8. The method according to claim 7, wherein each of the predetermined reinforcement learning models comprises at least one network module;

the screening is performed in a plurality of preset reinforcement learning models based on the target screening dimension to obtain the reinforcement learning submodel, and the method comprises the following steps:

based on the target screening dimension, screening a plurality of target network modules from a plurality of network modules corresponding to the preset reinforcement learning model;

determining a connection relationship between the plurality of target network modules;

and determining the reinforcement learning submodel based on the connection relation and the target network modules.
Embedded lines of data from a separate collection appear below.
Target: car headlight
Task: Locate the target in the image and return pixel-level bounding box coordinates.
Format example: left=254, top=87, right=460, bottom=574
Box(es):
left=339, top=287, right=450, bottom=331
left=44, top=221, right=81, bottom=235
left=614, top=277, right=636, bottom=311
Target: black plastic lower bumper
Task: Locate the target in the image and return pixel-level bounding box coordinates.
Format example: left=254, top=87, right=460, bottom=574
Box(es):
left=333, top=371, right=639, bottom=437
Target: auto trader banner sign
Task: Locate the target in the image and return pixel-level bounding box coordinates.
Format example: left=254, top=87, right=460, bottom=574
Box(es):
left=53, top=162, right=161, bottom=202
9. The method of claim 1, wherein the interactive environment comprises a plurality of different types of interactive environments; the method further comprises the following steps:

determining a data requirement of the training data;

under the condition that the data demand quantity meets the requirement of a preset quantity, a plurality of synchronous processes are established for the interactive environment;

and acquiring interactive data between the intelligent agent and the interactive environment in the interactive environment through the synchronous processes, and taking the determined interactive data as the training data.

10. The method of claim 1, further comprising:

detecting the training state of the target training task in the process of training the reinforcement learning submodel;

and under the condition that the training state is detected to be failed, retraining the reinforcement learning submodel.

11. A reinforcement learning training device, comprising:

the acquisition unit is used for acquiring a target training task;

the first determining unit is used for determining a reinforcement learning submodel to be trained in a preset reinforcement learning model based on the interactive environment of the target training task;

the resource allocation unit is used for allocating computing resources for the target training task in the container cluster and determining training data in the interactive data; the interaction data includes: an agent matched with the target training task and data generated in the interaction process of the interaction environment;

and the training unit is used for training the reinforcement learning sub-model based on the computing resources and the training data.

12. An electronic device, comprising: a processor, a memory and a bus, the memory storing machine-readable instructions executable by the processor, the processor and the memory communicating via the bus when the electronic device is operating, the machine-readable instructions when executed by the processor performing the steps of the reinforcement learning training method according to any one of claims 1 to 10.

13. A computer-readable storage medium, having stored thereon a computer program for executing the steps of the reinforcement learning training method according to any one of claims 1 to 10 when the computer program is executed by a processor.